When planning Writing lessons, teachers use the Power of Reading scheme as a starting point and make links to other areas of the curriculum to ensure that cross curricular links provide further context for learning. Teaching blocks focus on fiction, non-fiction or poetry, in line with the 2014 National Curriculum and comprehension, grammar and writing are embedded in lessons. Lessons sequences themselves build progressively towards an extended piece of writing.
In Early Years letter formation is taught daily as part of the phonics sessions. In key stage one and two cursive handwriting is taught. This happens daily in Key Stage one and three times a week in Key Stage two. The children can earn their pen licence if they meet the expectation set.
Grammar and punctuation knowledge and skills are taught through English lessons as much as possible. Teachers plan to teach the required skills through the genres of writing that they are teaching, linking it to the genre to make it more connected with the intended writing outcome. Teachers sometimes focus on particular grammar and punctuation skills as stand alone lessons, if they feel that the class need additional lessons to embed and develop their understanding or to consolidate skills.

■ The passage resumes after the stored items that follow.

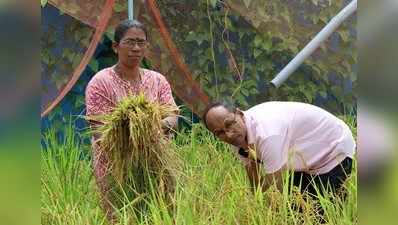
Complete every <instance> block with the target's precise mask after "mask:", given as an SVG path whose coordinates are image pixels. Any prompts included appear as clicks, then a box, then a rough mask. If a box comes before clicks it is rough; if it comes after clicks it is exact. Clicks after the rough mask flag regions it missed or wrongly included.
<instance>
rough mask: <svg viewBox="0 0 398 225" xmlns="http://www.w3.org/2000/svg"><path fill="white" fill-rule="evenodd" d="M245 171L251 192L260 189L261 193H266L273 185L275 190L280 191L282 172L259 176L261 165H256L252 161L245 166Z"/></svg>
mask: <svg viewBox="0 0 398 225" xmlns="http://www.w3.org/2000/svg"><path fill="white" fill-rule="evenodd" d="M245 169H246V173H247V176H248V177H249V181H250V184H251V187H252V188H253V190H255V189H256V188H258V187H261V189H262V191H266V190H268V188H270V187H271V186H272V185H273V184H275V185H276V187H277V189H278V190H279V191H282V188H283V182H282V170H279V171H277V172H275V173H272V174H261V171H260V169H261V164H258V163H256V162H254V161H250V163H248V164H247V165H246V166H245Z"/></svg>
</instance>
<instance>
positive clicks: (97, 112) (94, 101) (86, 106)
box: [86, 80, 114, 116]
mask: <svg viewBox="0 0 398 225" xmlns="http://www.w3.org/2000/svg"><path fill="white" fill-rule="evenodd" d="M113 107H114V103H113V102H112V100H111V97H110V94H109V93H108V92H107V90H106V88H105V87H104V86H103V85H100V83H99V82H98V81H96V80H93V81H91V82H90V83H89V84H88V86H87V88H86V115H87V116H90V115H100V114H105V113H109V112H110V111H111V110H112V108H113Z"/></svg>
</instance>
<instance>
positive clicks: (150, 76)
mask: <svg viewBox="0 0 398 225" xmlns="http://www.w3.org/2000/svg"><path fill="white" fill-rule="evenodd" d="M140 70H141V82H139V83H131V82H128V81H126V80H124V79H122V78H120V77H119V76H118V75H117V74H116V73H115V71H114V66H112V67H109V68H105V69H103V70H101V71H99V72H98V73H97V74H95V75H94V77H93V78H92V79H91V80H90V82H89V83H88V86H87V89H86V107H87V112H86V114H87V115H95V114H103V113H108V112H110V111H111V110H112V108H113V107H114V106H115V105H116V104H117V102H119V101H120V100H121V99H123V98H124V97H126V96H127V95H128V94H129V93H130V92H131V93H132V94H139V93H140V92H141V91H142V92H144V95H145V96H146V97H147V98H148V100H150V101H157V102H159V103H161V104H172V105H175V102H174V99H173V96H172V93H171V88H170V85H169V83H168V82H167V80H166V78H165V77H164V76H163V75H162V74H160V73H158V72H155V71H152V70H147V69H140Z"/></svg>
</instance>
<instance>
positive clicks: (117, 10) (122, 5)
mask: <svg viewBox="0 0 398 225" xmlns="http://www.w3.org/2000/svg"><path fill="white" fill-rule="evenodd" d="M113 10H114V11H115V12H117V13H118V12H123V11H124V10H127V8H126V5H124V4H115V5H114V6H113Z"/></svg>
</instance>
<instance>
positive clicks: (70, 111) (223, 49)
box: [41, 0, 357, 135]
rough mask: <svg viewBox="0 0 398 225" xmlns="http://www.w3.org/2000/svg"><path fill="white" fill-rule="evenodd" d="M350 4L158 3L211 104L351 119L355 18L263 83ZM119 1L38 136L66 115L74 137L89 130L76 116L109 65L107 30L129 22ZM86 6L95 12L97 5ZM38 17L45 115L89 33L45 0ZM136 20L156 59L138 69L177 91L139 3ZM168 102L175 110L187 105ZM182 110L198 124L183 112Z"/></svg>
mask: <svg viewBox="0 0 398 225" xmlns="http://www.w3.org/2000/svg"><path fill="white" fill-rule="evenodd" d="M88 2H90V1H88ZM348 2H349V1H346V0H344V1H343V0H334V1H332V0H290V1H289V0H281V1H276V0H257V1H254V0H230V1H218V0H201V1H188V0H165V1H158V3H157V4H158V7H159V9H160V11H161V14H162V17H163V19H164V20H165V22H166V25H167V27H168V29H169V31H170V33H171V35H172V38H173V41H174V42H175V44H176V45H177V47H178V49H179V51H180V52H181V53H182V55H183V58H184V61H185V63H186V64H187V65H188V66H189V68H190V70H191V72H192V76H193V78H194V79H195V81H197V82H198V83H199V84H200V86H201V87H202V89H203V90H204V91H205V93H206V94H207V95H208V96H209V97H210V98H211V99H212V100H223V101H227V102H230V103H234V104H235V105H237V106H239V107H240V108H242V109H247V108H249V107H250V106H253V105H255V104H258V103H261V102H264V101H268V100H290V101H302V102H308V103H312V104H315V105H318V106H320V107H323V108H325V109H327V110H328V111H331V112H333V113H335V114H344V113H347V112H350V114H353V113H352V112H355V111H356V94H355V89H356V84H357V81H356V65H357V52H356V36H357V34H356V27H355V26H356V16H353V17H351V18H350V19H349V20H348V21H346V22H344V23H343V25H342V26H341V27H340V28H339V29H338V30H337V31H336V32H335V33H334V34H333V35H332V36H331V37H330V38H329V39H328V41H327V42H326V43H324V44H323V45H322V47H321V48H319V49H318V50H317V51H316V52H315V53H314V54H313V55H312V56H311V57H310V58H309V59H308V60H306V61H305V63H304V64H303V65H302V66H301V67H300V68H299V69H298V70H297V71H296V72H295V73H294V74H293V75H292V76H291V77H290V78H289V80H288V81H287V82H286V83H285V84H283V85H282V86H281V87H280V88H279V89H277V90H274V89H272V88H271V87H270V85H269V81H270V80H272V78H273V77H274V76H275V75H276V74H277V73H278V72H279V71H280V70H281V69H282V68H283V67H284V66H285V65H286V64H287V63H288V62H289V61H290V60H291V59H292V58H293V57H294V56H295V55H296V54H297V53H298V52H299V50H300V49H302V48H303V47H304V46H305V44H306V43H308V41H310V40H311V38H312V37H314V36H315V34H316V33H317V32H318V31H319V30H321V29H322V27H323V26H325V25H326V23H327V22H328V21H329V20H330V19H331V18H332V17H333V16H334V15H336V14H337V13H338V12H339V10H340V9H342V8H343V7H344V6H345V5H346V4H347V3H348ZM135 3H138V1H136V2H135ZM64 4H65V5H64V6H63V7H67V8H68V9H70V8H73V7H74V8H75V10H77V11H78V10H81V7H82V6H81V5H80V6H79V4H78V3H77V2H76V1H64ZM91 4H95V2H94V1H91ZM97 4H98V3H97ZM126 4H127V1H122V0H119V1H117V2H116V5H115V7H114V13H115V15H114V17H113V18H112V21H111V25H110V26H109V28H108V31H107V33H106V35H104V37H103V39H102V41H101V44H99V45H98V47H97V49H96V53H95V55H94V57H93V58H92V60H91V62H90V64H89V66H88V67H87V68H86V69H85V71H84V73H83V74H82V76H81V77H80V79H79V81H78V82H77V83H76V85H75V86H74V87H73V89H72V90H71V91H70V92H69V93H68V95H67V96H66V97H65V98H64V99H63V101H62V102H61V104H60V105H59V106H58V107H57V108H56V109H55V110H53V111H52V112H51V113H50V114H49V115H48V116H46V117H45V118H43V119H42V130H43V131H44V130H47V129H48V128H49V127H54V128H57V127H58V128H61V127H63V126H65V123H66V122H67V121H69V119H68V118H69V115H72V118H75V119H76V120H74V121H75V127H77V129H78V130H77V131H78V132H79V131H80V130H82V129H84V128H85V127H86V124H85V121H84V120H82V119H80V118H79V115H82V114H84V110H85V105H84V90H85V87H86V85H87V83H88V81H89V80H90V79H91V77H92V76H93V75H94V74H95V73H96V72H97V71H99V70H101V69H103V68H105V67H108V66H111V65H113V64H114V63H115V62H116V56H115V55H114V54H113V52H112V51H111V49H110V45H111V41H112V38H113V35H112V30H113V27H114V24H117V21H118V19H119V20H120V18H126V17H127V16H126V9H127V6H126ZM98 5H99V4H98ZM137 5H139V4H137ZM79 7H80V8H79ZM85 7H92V8H93V10H96V7H98V6H94V5H91V6H90V5H85ZM74 8H73V9H74ZM137 10H138V9H137ZM41 11H42V38H41V47H42V50H41V54H42V57H41V64H42V109H43V107H44V105H45V103H46V102H48V100H49V99H50V98H51V97H52V96H55V95H56V94H57V93H58V91H59V90H60V88H61V87H62V86H63V85H64V84H65V83H66V82H67V81H68V79H69V74H71V73H72V71H73V69H74V68H75V67H76V65H77V64H78V63H79V62H80V60H81V58H82V55H83V54H84V51H85V50H86V47H87V45H88V43H89V41H90V38H91V36H92V34H93V29H92V28H91V27H90V26H88V25H86V24H83V23H82V22H81V21H79V20H77V19H75V18H73V17H71V16H68V15H67V14H64V13H63V12H62V9H61V10H60V9H58V8H55V7H53V6H52V5H50V4H49V3H46V1H42V9H41ZM139 19H140V20H141V21H143V22H144V23H145V24H147V26H148V28H149V31H150V41H151V52H155V53H156V54H157V55H158V57H157V59H156V60H154V61H149V60H146V62H145V64H144V65H143V66H144V67H148V68H153V69H155V70H158V71H160V72H162V73H163V74H165V75H166V77H167V78H168V80H169V81H170V83H171V84H172V86H173V88H174V91H176V90H177V89H176V88H181V87H182V86H181V85H179V84H181V82H182V79H181V77H180V76H179V74H178V71H177V70H175V68H174V67H173V66H174V65H173V62H172V61H171V59H170V57H169V55H168V53H167V50H166V49H165V46H164V43H163V41H162V40H161V37H160V35H159V32H158V31H157V29H156V28H155V26H154V24H153V20H152V19H151V17H150V15H149V14H148V12H147V11H146V9H145V8H142V7H141V11H140V13H139ZM181 21H183V22H181ZM187 91H189V90H187ZM175 97H176V98H177V102H178V103H179V104H186V103H184V102H182V101H181V100H179V99H178V97H177V96H176V95H175ZM183 114H184V115H186V116H187V117H188V118H191V119H193V120H194V121H197V120H198V117H197V116H196V115H194V114H192V113H191V111H190V109H188V108H187V107H185V108H184V110H183ZM354 114H355V113H354ZM59 130H61V129H59ZM60 135H62V134H60Z"/></svg>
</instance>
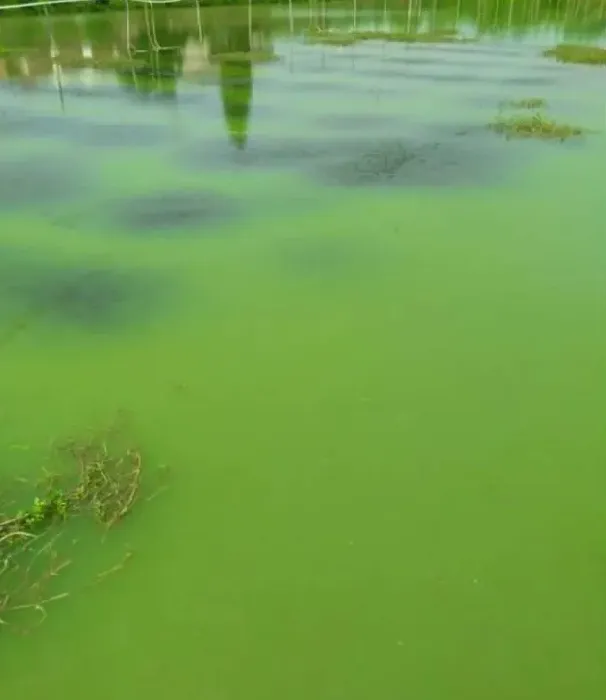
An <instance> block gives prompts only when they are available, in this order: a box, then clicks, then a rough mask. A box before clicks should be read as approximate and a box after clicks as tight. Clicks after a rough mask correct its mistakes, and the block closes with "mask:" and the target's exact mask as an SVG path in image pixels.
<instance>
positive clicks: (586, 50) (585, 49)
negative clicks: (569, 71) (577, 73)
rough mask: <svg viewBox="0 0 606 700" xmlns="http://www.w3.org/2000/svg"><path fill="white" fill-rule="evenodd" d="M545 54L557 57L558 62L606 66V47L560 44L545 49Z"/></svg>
mask: <svg viewBox="0 0 606 700" xmlns="http://www.w3.org/2000/svg"><path fill="white" fill-rule="evenodd" d="M543 56H546V57H547V58H555V60H556V61H558V63H578V64H583V65H588V66H606V49H603V48H600V47H599V46H583V45H582V44H558V45H557V46H555V47H554V48H553V49H547V50H546V51H543Z"/></svg>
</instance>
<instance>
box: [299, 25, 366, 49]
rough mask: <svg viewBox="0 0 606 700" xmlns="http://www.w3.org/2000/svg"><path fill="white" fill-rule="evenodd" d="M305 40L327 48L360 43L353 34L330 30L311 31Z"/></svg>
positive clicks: (357, 39) (352, 32)
mask: <svg viewBox="0 0 606 700" xmlns="http://www.w3.org/2000/svg"><path fill="white" fill-rule="evenodd" d="M305 38H306V41H307V42H308V43H310V44H324V45H325V46H352V45H353V44H357V43H358V41H359V39H358V38H357V37H356V35H355V34H354V33H353V32H336V31H333V30H330V29H325V30H322V29H311V30H309V31H308V32H307V33H306V34H305Z"/></svg>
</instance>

Feedback and marking are completed, where possible, within the lesson, giving the children instant, clear and direct feedback. All marking and feedback are given in line with our marking and feedback policy.
Phonics and Spelling
Spellings are taught according to the rules and words contained in Appendix 1 of the English National Curriculum. Daily, systematic phonic teaching happens in Early Years and Year 1. Through daily phonic sessions children learn to segment words to support their spelling ability and blend sounds to read words. Children work through phases within differentiated phonics groupings, led by class teachers and teaching assistants. Letters and Sounds and RWI phonic materials are used to support their planning. In years 2 to 6 teachers use RWI Spelling Scheme to support their teaching and to provide activities that link to the weekly spellings. Children are given spellings to learn each week and are given a spelling test the following week. Children who need extra support with their phonics remain in differentiated phonic groups and receive interventions if needed to ensure they learn and can apply their phonics in their reading and writing.